Dimensionalmente, il legamento crociato anteriore, ha una lunghezza, misurata dalla tibia al femore, variabile tra 31 a 39 millimetri, per un lunghezza media di 29,6 millimetri, mentre il diametro si attesta su una media di 11 millimetri.

Esso è idealmente costituito da due fasci non individuabili, uno antero-mediale che va ad inserirsi nella regione antero-mediale dell’inserzione tibiale ed uno postero-laterale, costituito dal resto del legamento. La prima risulta tesa in flessione, mentre la seconda risulta tesa in deflessione.

Innervazione

Il legamento crociato anteriore risulta particolarmente innervato e circa l’1,5% del suo volume è costituito da terminazione nervose. In particolar modo, all’altezza degli innesti ossei è possibile individuare fino a 4 tipi di recettori, ed infatti, una delle funzioni del legamento crociato anteriore.

Vascolarizzazione

Il principale apporto di sangue dei legamenti crociati nasce dall’arteria genicolata centrale.

Funzione del LCA

Come già accennato, il legamento crociato anteriore assolve le funzioni di:

  • resistenza alla lussazione anteriore;
  • resistenza alla lussazione mediale.

In particolare, esso è responsabile di circa 86% della resistenza alla lussazione anteriore e di circa il 30% a quella mediale.

Lesione dell’LCA

Il legamento crociato anteriore è spesso soggetto a lesioni. Soggetti particolarmente esposti al rischio di lesione sono gli sportivi. Una volta appurata la lesione del legamento, è necessaria una valutazione della stabilità dell’articolazione. Esistono due tipi di stabilità, quella attiva data dalla muscolatura dell’ arto inferiore e dal controllo neuromuscolare della stessa e quella intrinseca, data appunto dall’ integrità e dalle caratteristiche biochimiche e biomeccaniche del legamento stesso. TEST DI STABILITA’ Le prove di stabilità in caso di sospetta lesione del legamento si effettuano prima sull’ arto sano e poi su quello leso. I test più comuni sono il Lachmann test ed il cassetto anteriore (anterior drawer) in cui viene sottoposta manualmente una sollecitazione in senso anteroposteriore facendo dislocare la tibia dal femore. Qualora venga ritenuto necessario intervenire chirurgicamente per ridare la stabilità passiva, non è sufficiente la sutura del tessuto, ma è necessaria la completa sostituzione, attraverso diverse tecniche, che vanno dall’auto-impianto, con differenti sedi di prelievo, prelievo da cadavere o, infine, impianto di natura sintetica. Allo stato dell’arte, risulta difficile una valutazione sulla tecnica migliore fra queste, poiché ognuna di esse presenta vantaggi e svantaggi non trascurabili.

Trattamento chirurgico

Le tecniche chirurgiche che mirano a ricostruire il legamento crociato anteriore sono artroscopiche. 
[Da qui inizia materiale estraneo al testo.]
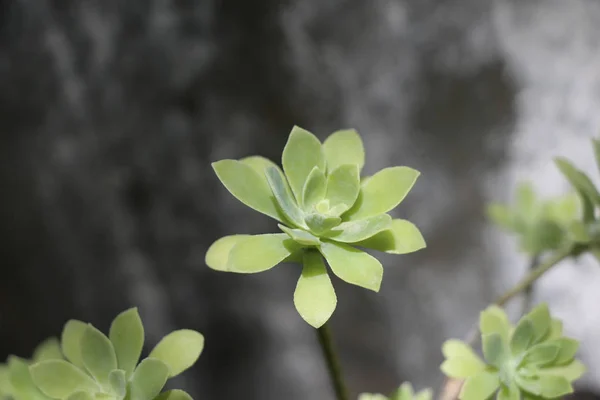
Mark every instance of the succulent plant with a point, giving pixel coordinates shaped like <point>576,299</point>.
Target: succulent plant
<point>324,209</point>
<point>404,392</point>
<point>532,360</point>
<point>101,367</point>
<point>15,379</point>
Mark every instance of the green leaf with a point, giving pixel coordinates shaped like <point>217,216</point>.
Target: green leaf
<point>479,387</point>
<point>356,231</point>
<point>300,236</point>
<point>494,320</point>
<point>301,154</point>
<point>571,371</point>
<point>81,395</point>
<point>284,197</point>
<point>70,341</point>
<point>174,394</point>
<point>501,216</point>
<point>49,349</point>
<point>509,392</point>
<point>218,253</point>
<point>541,354</point>
<point>462,367</point>
<point>260,252</point>
<point>246,185</point>
<point>555,386</point>
<point>494,349</point>
<point>59,379</point>
<point>314,297</point>
<point>402,237</point>
<point>98,354</point>
<point>540,320</point>
<point>382,192</point>
<point>344,147</point>
<point>320,224</point>
<point>148,379</point>
<point>522,337</point>
<point>179,350</point>
<point>352,265</point>
<point>578,179</point>
<point>127,336</point>
<point>118,382</point>
<point>314,189</point>
<point>343,187</point>
<point>567,349</point>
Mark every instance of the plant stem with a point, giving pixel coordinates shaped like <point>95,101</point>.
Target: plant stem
<point>333,365</point>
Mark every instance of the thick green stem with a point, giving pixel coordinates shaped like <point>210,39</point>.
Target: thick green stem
<point>333,364</point>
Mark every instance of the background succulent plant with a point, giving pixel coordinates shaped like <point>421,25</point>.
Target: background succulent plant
<point>324,209</point>
<point>404,392</point>
<point>98,366</point>
<point>532,360</point>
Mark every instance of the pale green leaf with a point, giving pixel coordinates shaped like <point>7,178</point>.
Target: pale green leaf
<point>382,192</point>
<point>402,237</point>
<point>49,349</point>
<point>314,297</point>
<point>494,320</point>
<point>579,180</point>
<point>59,379</point>
<point>314,189</point>
<point>81,395</point>
<point>217,255</point>
<point>179,350</point>
<point>540,320</point>
<point>511,392</point>
<point>494,349</point>
<point>302,152</point>
<point>522,337</point>
<point>284,197</point>
<point>98,354</point>
<point>356,231</point>
<point>127,336</point>
<point>320,224</point>
<point>174,394</point>
<point>352,265</point>
<point>70,341</point>
<point>118,382</point>
<point>260,252</point>
<point>343,187</point>
<point>300,236</point>
<point>148,379</point>
<point>541,354</point>
<point>246,185</point>
<point>460,368</point>
<point>344,147</point>
<point>571,371</point>
<point>480,386</point>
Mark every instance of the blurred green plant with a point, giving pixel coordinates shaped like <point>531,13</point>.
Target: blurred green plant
<point>101,367</point>
<point>532,360</point>
<point>324,209</point>
<point>404,392</point>
<point>540,225</point>
<point>15,378</point>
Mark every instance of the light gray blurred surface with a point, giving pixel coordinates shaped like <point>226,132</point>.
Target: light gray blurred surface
<point>111,113</point>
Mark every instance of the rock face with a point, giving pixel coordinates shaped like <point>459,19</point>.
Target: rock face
<point>111,112</point>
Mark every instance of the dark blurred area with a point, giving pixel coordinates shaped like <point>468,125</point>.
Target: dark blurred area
<point>111,112</point>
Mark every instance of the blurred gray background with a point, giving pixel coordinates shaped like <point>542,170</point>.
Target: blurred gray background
<point>112,110</point>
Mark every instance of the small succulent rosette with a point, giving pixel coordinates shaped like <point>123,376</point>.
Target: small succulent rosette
<point>101,367</point>
<point>15,378</point>
<point>404,392</point>
<point>324,209</point>
<point>530,361</point>
<point>540,225</point>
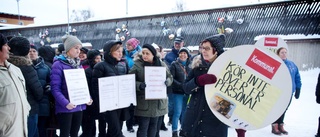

La degenza prevede 3 notti post-operatorie. L’anestesia di scelta è quella spinale.

Le tecniche utilizzate dal dottor Cavallo sono:  1. Ricostruzione con tendine Rotuleo 2. Ricostruzione con tendini del Semitendinoso (ST) e Gracile (GR) 3. Ricostruzione con Allograft (tendine da donatore)  La ricostruzione con Semitendinoso e Gracile, tecnica ad oggi assai diffusa in tutto il mondo, prevede l’utilizzo dei tendini di due muscoli flessori mediali della coscia che vengono prelevati con una piccola incisione dalla tibia prossimale. Una volta imbastiti e quadruplicati vengono fatti passare attraverso due tunnels ossei precedentemente allestiti sotto guida artroscopica in articolazione. La fissazione avviene mediante speciali pinze e viti bio-riassorbibili.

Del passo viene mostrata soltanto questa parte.